WVYB
- Holly Hill, Florida; United States;
- Broadcast area: Daytona Beach, Florida
- Frequency: 103.3 MHz (HD Radio)
- Branding: 103-3 The Vibe

Programming
- Format: Top 40 (CHR)
- Subchannels: HD2: Dance music "93.5 Planet Vibe"
- Affiliations: Compass Media Networks

Ownership
- Owner: Southern Stone Communication, LLC
- Sister stations: WHOG-FM, WKRO-FM, WLOV-FM, WNDB

History
- First air date: 1996
- Former call signs: WAHJ (1994–1997) WDXD (1997–1999)

Technical information
- Licensing authority: FCC
- Facility ID: 41669
- Class: A
- ERP: 6,000 watts
- HAAT: 89.9 meters (295 ft)
- Transmitter coordinates: 29°14′11.00″N 81°4′22.00″W﻿ / ﻿29.2363889°N 81.0727778°W
- Translator: HD2: 93.5 W228CT (Daytona Beach)

Links
- Public license information: Public file; LMS;
- Webcast: Listen Live Listen Live (HD2)
- Website: 1033wvyb.com planetviberadio.com (HD2)

= WVYB =

WVYB (103.3 FM) is a radio station broadcasting a Top 40 (CHR) format. Licensed to Holly Hill, Florida, United States, the station serves the Daytona Beach area. The station is currently owned by Southern Stone Communications, LLC. WVYB broadcasts using HD Radio technology.
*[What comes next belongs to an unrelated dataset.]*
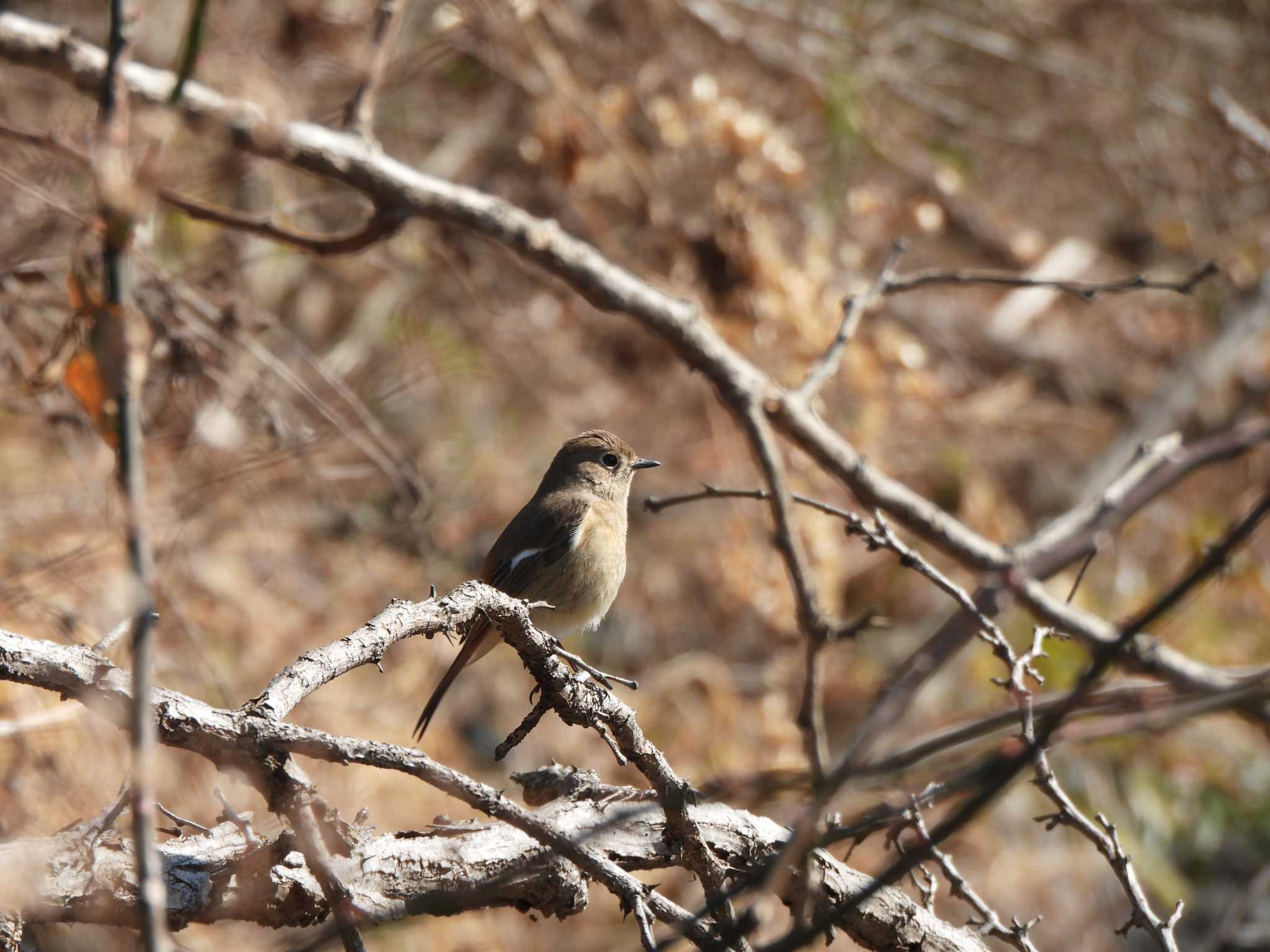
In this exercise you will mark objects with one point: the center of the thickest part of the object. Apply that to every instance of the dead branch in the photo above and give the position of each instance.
(247, 741)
The digital subchannel of WVYB-HD2 plays Dance music, and is known as "93.5 Planet Vibe". It feeds FM translator W228CT at 93.5 MHz.

==History==
The station was assigned the call letters WAHJ on March 11, 1994. On April 25, 1997, the station changed its call sign to WDXD and started a country music format as Dixie 103. The station's call sign was changed again on November 3, 1999, to the current WVYB.